Boring, wordy and not really about tarot? Well, yeah, in the sense that it's a long, complex book about so much more that the Tarot that it's like a bomb going off inside you when you start to follow where it's going. It took me several abortive attempts over half a decade to get past the first couple of chapters. But eventually I took the time to sit down and read one a night for three weeks. I'm really glad I did.
It's heady stuff, strong wine, but not deliberately intoxicating as so many "spiritual" books are. A date rape drug it's not. The anonymous author was once involved with Steiner but became a Catholic, and this is a deeply, devoutly Catholic book. It'll draw you, if you care to go, more deeply into the Christian-Hermetic tradition than anything else will, I think -- even Rene Guenon or Fulcanelli, who are not to be sniffed at themselves.
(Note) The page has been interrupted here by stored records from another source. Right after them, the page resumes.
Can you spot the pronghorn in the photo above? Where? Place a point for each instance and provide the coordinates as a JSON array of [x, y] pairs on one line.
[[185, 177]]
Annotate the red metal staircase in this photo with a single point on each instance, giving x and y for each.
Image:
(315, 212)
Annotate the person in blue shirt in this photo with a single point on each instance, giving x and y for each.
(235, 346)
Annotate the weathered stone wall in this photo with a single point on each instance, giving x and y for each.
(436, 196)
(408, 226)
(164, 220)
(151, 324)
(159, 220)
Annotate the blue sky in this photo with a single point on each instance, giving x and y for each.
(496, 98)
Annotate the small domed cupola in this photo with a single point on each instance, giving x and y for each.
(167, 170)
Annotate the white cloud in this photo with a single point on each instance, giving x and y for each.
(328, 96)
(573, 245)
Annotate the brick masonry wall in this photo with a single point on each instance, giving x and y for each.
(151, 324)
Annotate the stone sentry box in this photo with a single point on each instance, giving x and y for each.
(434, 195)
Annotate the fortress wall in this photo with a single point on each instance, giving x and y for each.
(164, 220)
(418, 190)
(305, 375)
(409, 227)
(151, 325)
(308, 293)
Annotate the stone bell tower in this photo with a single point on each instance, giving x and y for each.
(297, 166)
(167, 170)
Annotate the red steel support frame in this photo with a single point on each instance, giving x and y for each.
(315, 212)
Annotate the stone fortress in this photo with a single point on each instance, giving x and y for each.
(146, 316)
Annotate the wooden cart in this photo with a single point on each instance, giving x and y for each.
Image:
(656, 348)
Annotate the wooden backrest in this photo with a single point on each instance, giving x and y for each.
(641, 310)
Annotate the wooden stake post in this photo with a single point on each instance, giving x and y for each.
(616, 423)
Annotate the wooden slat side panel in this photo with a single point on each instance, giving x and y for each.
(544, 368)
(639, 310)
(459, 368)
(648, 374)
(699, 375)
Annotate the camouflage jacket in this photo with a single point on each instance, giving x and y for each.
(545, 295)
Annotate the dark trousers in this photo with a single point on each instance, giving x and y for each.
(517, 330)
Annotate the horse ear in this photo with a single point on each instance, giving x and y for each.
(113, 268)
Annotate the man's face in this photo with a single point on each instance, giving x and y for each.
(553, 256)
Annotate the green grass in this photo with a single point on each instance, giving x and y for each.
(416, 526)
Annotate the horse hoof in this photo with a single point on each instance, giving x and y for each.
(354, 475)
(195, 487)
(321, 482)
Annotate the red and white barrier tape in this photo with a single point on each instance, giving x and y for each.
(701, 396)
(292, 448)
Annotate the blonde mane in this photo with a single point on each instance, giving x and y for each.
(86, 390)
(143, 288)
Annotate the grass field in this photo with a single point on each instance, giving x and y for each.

"The purpose of these letters," according to the author, "will be to incarnate into this tradition, i.e. to become an organic part of it, and in this way to contribute support to it... Their aim is not only to revive the tradition in the twentieth century but also, and above all, to immerse the reader (or rather the Unknown Friend) in this current -- be it temporarily or for ever."
It couldn't be less about divination or self-affirmation or transpersonal psychology. In fact, it sits far more comfortably alongside the work of such fine, authentic 20th century theologians as Henri de Lubac and von Balthasar (who wrote the preface to the German edition) or, say, Pavel Florensky than it does on the occult shelf where it's usually found. I love this book. It was worth writing and worth reading in a way that sets it apart from all but the tiniest few.